Raw image file header patching

FITS headers are not always correct. Instrument or observatory software can be buggy, sensor or ADC hardware can be broken, humans can make mistakes. But FITS files should not be modified, if only because you then have more than one version of a given file.

We want a mechanism for patching broken FITS headers, subject to the following fundamental requirements:

We propose modifying FITS headers when reading them, based on git-versioned patch files. Details are laid out below.

Examples of fixable problems

All of the following cards come from external actors, which might not be working correctly:

  • The pfsDesign (FITS card is W_PFDSGN). Comes from fpsActor at Subaru, dcbActor at LAM.
  • The calibration lamp cards, which come from dcbActor at LAM, something still undefined at Subaru.
  • EXPTIME, which usually comes from the enuActor.
  • IMAGETYP, which usually comes from the spsActor.

All the above are required by the DRP.

Some other possible examples:

  • W_SRCCD0 or W_SRH4RG, the serial numbers of a CCD and H4RG.
  • W_XTASIC, the ASIC temperature. Maybe not necessary, but we might want to fix cards like this.

Proposed interface

From the user's point of view, the mechanism should look exactly like reading the file. The DRP Butler would know how to transparently patch FITS headers when creating an Exposure. This would happen _before_ the FITS header is consumed to construct the Exposure's metadata.

As a proof-of-concept and for non-DRP users, a pure-python implementation using astropy.io.fits will be in the pfs_utils product, which is specifically constructed to not depend on instrument or pipeline software.

Proposed mechanism

We propose saving YAML files containing a dictionaries of list of rules, in the pfs_instdata git repo. The YAML file names will be based on the DATE-OBS FITS card: data/imagefiles/patches/2019-03-20.yaml, or maybe 2019-03.yaml, say. Most dates will not need or have a patch file, but I think putting all patches in one file is likely to be hard to deal with.

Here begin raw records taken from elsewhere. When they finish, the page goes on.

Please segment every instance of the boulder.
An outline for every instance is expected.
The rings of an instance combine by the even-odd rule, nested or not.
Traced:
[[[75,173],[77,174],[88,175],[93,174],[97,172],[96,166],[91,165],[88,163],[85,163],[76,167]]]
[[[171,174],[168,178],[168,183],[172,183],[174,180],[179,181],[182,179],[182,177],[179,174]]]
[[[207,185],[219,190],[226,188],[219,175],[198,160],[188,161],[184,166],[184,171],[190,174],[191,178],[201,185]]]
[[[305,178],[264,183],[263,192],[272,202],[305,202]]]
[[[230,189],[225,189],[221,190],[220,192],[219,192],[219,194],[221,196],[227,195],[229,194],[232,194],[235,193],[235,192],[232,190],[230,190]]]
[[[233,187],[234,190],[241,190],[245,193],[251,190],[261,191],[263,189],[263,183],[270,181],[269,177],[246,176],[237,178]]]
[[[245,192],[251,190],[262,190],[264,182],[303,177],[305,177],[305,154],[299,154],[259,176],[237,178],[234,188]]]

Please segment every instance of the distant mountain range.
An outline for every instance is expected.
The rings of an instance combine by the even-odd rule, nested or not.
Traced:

Inside the patch file, the outermost keys are file globs (PFJA01403012.fits or PFS[AB]00123*21.fits) indicating which files to act on, and the values are lists of what to do to the matches files. If there are multiple matches for a single file, all rules are run in the order they are found in the patch file.

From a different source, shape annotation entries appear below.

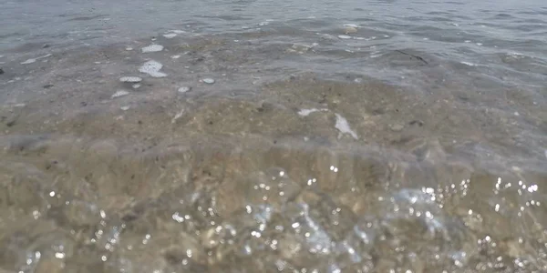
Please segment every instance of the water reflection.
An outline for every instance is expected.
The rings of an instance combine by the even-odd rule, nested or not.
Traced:
[[[97,147],[74,143],[73,151]],[[166,159],[141,157],[133,167],[127,166],[131,158],[109,160],[109,151],[96,151],[109,167],[86,165],[96,169],[95,178],[77,175],[85,171],[77,169],[80,162],[92,160],[87,152],[57,161],[72,174],[68,179],[80,181],[67,184],[62,183],[67,178],[63,167],[31,163],[37,156],[21,161],[5,154],[14,163],[2,172],[8,178],[0,199],[4,268],[539,272],[547,266],[542,187],[511,172],[498,176],[468,169],[470,175],[459,183],[439,177],[427,186],[412,177],[446,170],[449,162],[431,166],[386,157],[389,164],[383,171],[389,175],[384,177],[366,173],[381,173],[377,167],[351,167],[375,165],[377,158],[325,154],[320,147],[307,152],[190,147],[162,155]],[[243,157],[237,155],[247,153],[269,163],[238,161]],[[52,157],[51,151],[40,154],[41,160]],[[287,157],[315,163],[278,167]],[[333,165],[330,157],[339,163]],[[126,176],[122,166],[132,175]],[[112,176],[118,178],[104,178]],[[354,179],[356,186],[337,185],[338,176]],[[161,182],[136,186],[139,177]]]

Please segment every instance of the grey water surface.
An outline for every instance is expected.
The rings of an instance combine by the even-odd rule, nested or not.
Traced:
[[[547,2],[0,19],[0,272],[547,271]]]

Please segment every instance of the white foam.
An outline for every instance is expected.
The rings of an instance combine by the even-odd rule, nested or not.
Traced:
[[[142,53],[159,52],[159,51],[163,50],[163,46],[153,44],[153,45],[142,47],[141,50],[142,50]]]
[[[182,86],[182,87],[180,87],[177,91],[179,91],[179,93],[186,93],[186,92],[189,92],[190,90],[191,90],[191,87]]]
[[[208,84],[208,85],[212,85],[214,84],[214,79],[210,78],[210,77],[206,77],[204,79],[201,80],[202,82]]]
[[[176,37],[177,34],[176,33],[168,33],[168,34],[164,34],[163,36],[168,39],[171,39],[171,38]]]
[[[139,68],[139,72],[146,73],[153,77],[167,76],[167,74],[165,74],[163,72],[160,72],[160,70],[161,70],[162,67],[163,67],[163,65],[161,65],[160,63],[158,63],[154,60],[150,60],[150,61],[144,63],[142,65],[142,66],[140,66],[140,68]]]
[[[119,91],[116,91],[116,93],[112,94],[112,98],[123,96],[126,95],[129,95],[129,92],[125,91],[125,90],[119,90]]]
[[[39,56],[39,57],[36,57],[36,58],[30,58],[30,59],[28,59],[28,60],[26,60],[26,61],[25,61],[25,62],[21,63],[21,65],[28,65],[28,64],[32,64],[32,63],[35,63],[36,61],[37,61],[37,60],[39,60],[39,59],[46,58],[46,57],[48,57],[48,56],[51,56],[51,54],[47,54],[47,55],[45,55],[45,56]]]
[[[140,81],[142,81],[142,78],[139,76],[129,76],[120,77],[119,81],[124,83],[139,83]]]
[[[314,112],[319,112],[319,109],[317,109],[317,108],[300,109],[300,111],[298,111],[298,115],[300,115],[301,116],[310,116],[310,114],[312,114]]]
[[[342,134],[349,134],[351,136],[353,136],[353,138],[355,139],[358,139],[359,136],[357,136],[357,133],[356,133],[354,130],[351,129],[351,127],[349,126],[349,123],[347,122],[347,119],[346,119],[346,117],[340,116],[339,114],[335,114],[336,116],[336,124],[335,125],[335,128],[338,129],[338,131],[340,131],[340,135]],[[339,136],[338,137],[340,137],[341,136]]]

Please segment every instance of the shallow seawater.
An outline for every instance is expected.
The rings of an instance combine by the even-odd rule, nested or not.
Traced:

As it stands, all actions modify FITS cards, and are expressed as actions on FITS cards.

fileGlob:
 - action: addCard
   name: NAME
   value: VALUE
   comment: COMMENT         # Optional
   overwriteExisting: True  # Optional, default is False

 - action: deleteCard
   name: NAME

 - action: modifyCard
   name: NAME
   newValue: NEWVALUE
   unlessValueIs: VALUE  # Optional
   onlyIfValueIs: VALUE  # Optional
   addIfMissing: True    # Optional, default is False

I will suggest adding a couple more routines, but these should be discussed separately:

- declareFileBad
   # Shorthand for ``action: modifyCard; name: W_QUALTY; value: bad``

- callRoutine: python.name
   # For truly strange modifications. Using this is *strongly*
   # discouraged. [And not yet implemented]

And I, personally, do not object to security horrors like:

- modifyCard: NAME
  value: NEWVALUE
  onlyIfValueIs: EXPR

where ``EXPR`` is ``eval()`` ed.

Desiderata and questions

  • What if we want to apply a patch to files covering a very long time? [e.g. to patch _all_ LAM data without a W_PFDSGN card]? Maybe have a global_patches.yaml which is checked for all files?
  • What if there is no DATE-OBS card? We look in no_date-obs.yaml. Surely there not be too many of these?
  • syntactic sugar? Easy to have addCard: W_GBLDGK instead of/as well as action: addCard, name: W_GBLDGK
  • Are filename globs the right key? Strings are the easiest YAML keys, and I do expect globs when dealing with filenames. Did think about just using the stem (PFLA01234511), but it is handy to have an anchor when looking for all r3 files: PFLA*32.fits. So how about a regexp on the stem instead? Votes?
  • Time chunks. One night feels like the right unit to me, but I can see arguments for per-run. Longer feels dangerous.
  • Multiple HDUs. Specifically, when HDU0 has most cards but HDU1 has the WCS because of compression. And for NIR ramps. Not sure.
  • STARS/SMOKA ingest?
  • This mechanism should work for non-science PFS FITS files: from the MCS or the guiders. Patches for those obviously cannot be used in operations, so it is not obvious that there is any real value in supprting this.
  • Per-institution directories? There will be overlap between LAM and Subaru.
  • It is not clear that this is the right place for tracking data file validity (declareFileBad). But it is convenient.